# Xarray

This document describes the basics of the xarray library, which provides the datatypes most commonly used when working with the Open Data Cube.

## Background
`Xarray` is a python library which simplifies working with labelled multi-dimension arrays. `Xarray` introduces labels in the forms of dimensions, coordinates and attributes on top of raw `numpy` arrays, allowing for more intitutive and concise development.

First we will load data from the Data Cube to have some example data to work with.

In [1]:
import datacube

# Allow importing of our utilities.
import sys
sys.path.append('../../Scripts')
from deafrica_datahandling import load_ard

In [2]:
dc = datacube.Datacube(app="intro_to_xarray")

In [3]:
# Dar es Salaam, Tanzania - 2018
query = dict(dc=dc,
             min_gooddata=0.7,
             x=(39.20, 39.37),
             y=(-6.90, -6.70),
             time=("2018-01-01", "2018-12-31"),
             output_crs="EPSG:4326",
             resolution=(-0.00027, 0.00027),
             group_by='solar_day')

In [4]:
landsat_ds = load_ard(products=["ls7_usgs_sr_scene", "ls8_usgs_sr_scene"],
                      **query)

Using pixel quality parameters for USGS Collection 1
Finding datasets
    ls7_usgs_sr_scene
    ls8_usgs_sr_scene
Counting good quality pixels for each time step
Filtering to 4 out of 41 time steps with at least 70.0% good quality pixels
Applying pixel quality/cloud mask
Loading 4 time steps


As we saw in the document regarding loading data, the output of `load_ard()` - `landsat_ds` - is an `xarray.Dataset` object, as can be seen below.

In [5]:
landsat_ds

### Interpreting the resulting `xarray.Dataset`
The variable `landsat_ds` contains all data that matched the query parameters (spatial, temporal, product, etc.) inputted into `load_ard()`.

All `xarray.Dataset` objects have these properties:

* Dimensions: These note the sizes of the data along each dimension (the shape).
* Coordinates: These allow indexing of the data by coordinate values.
* Data variables: These are what contain the data.
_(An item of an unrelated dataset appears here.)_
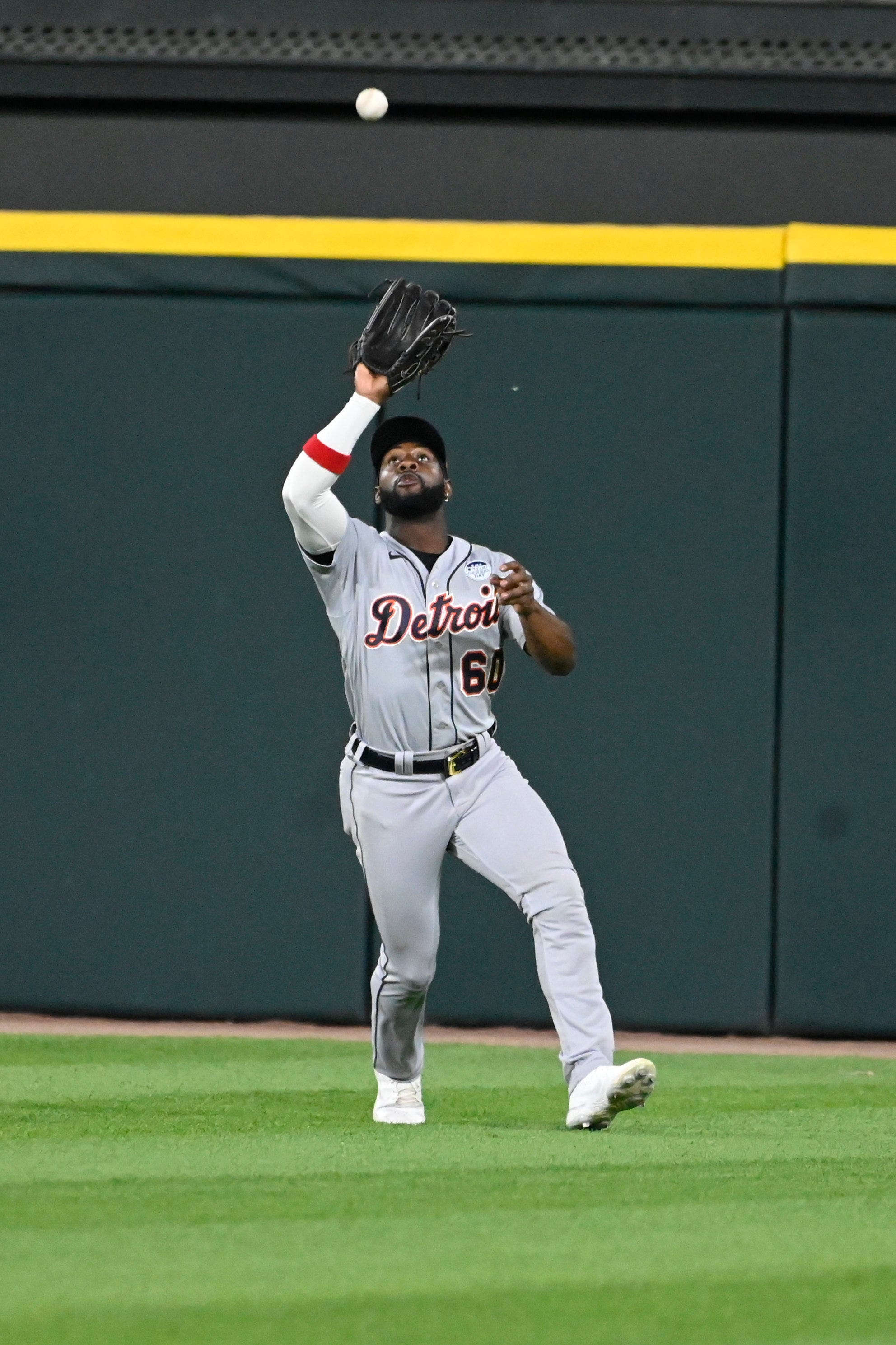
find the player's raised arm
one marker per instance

For data loaded from the Data Cube, each `measurement` specified in the query will be a data variable in the returned `xarray.Dataset`.
* Attributes: These contain miscellaneous information about the data.

Here is a description of the significance of these properties for this data:

*Dimensions*

* Identifies the number of timesteps returned in the search (`time`) as well as the number of pixels in the x and y dimensions of the data query. In this case, using a CRS of EPSG:4326, the x and y dimensions are called `longitude` and `latitude`, respectively. However, for many coordinate systems, they will be called `x` and `y`.

*Coordinates* 

* `time` identifies the date attributed to each returned timestep.
* `longitude` and `latitude` are the coordinates for each pixel within the spatial bounds of your query.

*Data variables*

* These are the measurements available for the nominated product. 
For every date (`time`) returned by the query, the measured value at each pixel (`latitude`, `longitude`) is returned as an array for each measurement.
Each data variable is itself an `xarray.DataArray` object (see below). So this data really has 4 dimensions - 2 for space (`latitude`, `longitude`), 1 for time (`time`), and 1 for the data variables (`red`, `green`, `blue`, ...).

*Attributes*

* `crs` identifies the coordinate reference system (CRS) of the loaded data. 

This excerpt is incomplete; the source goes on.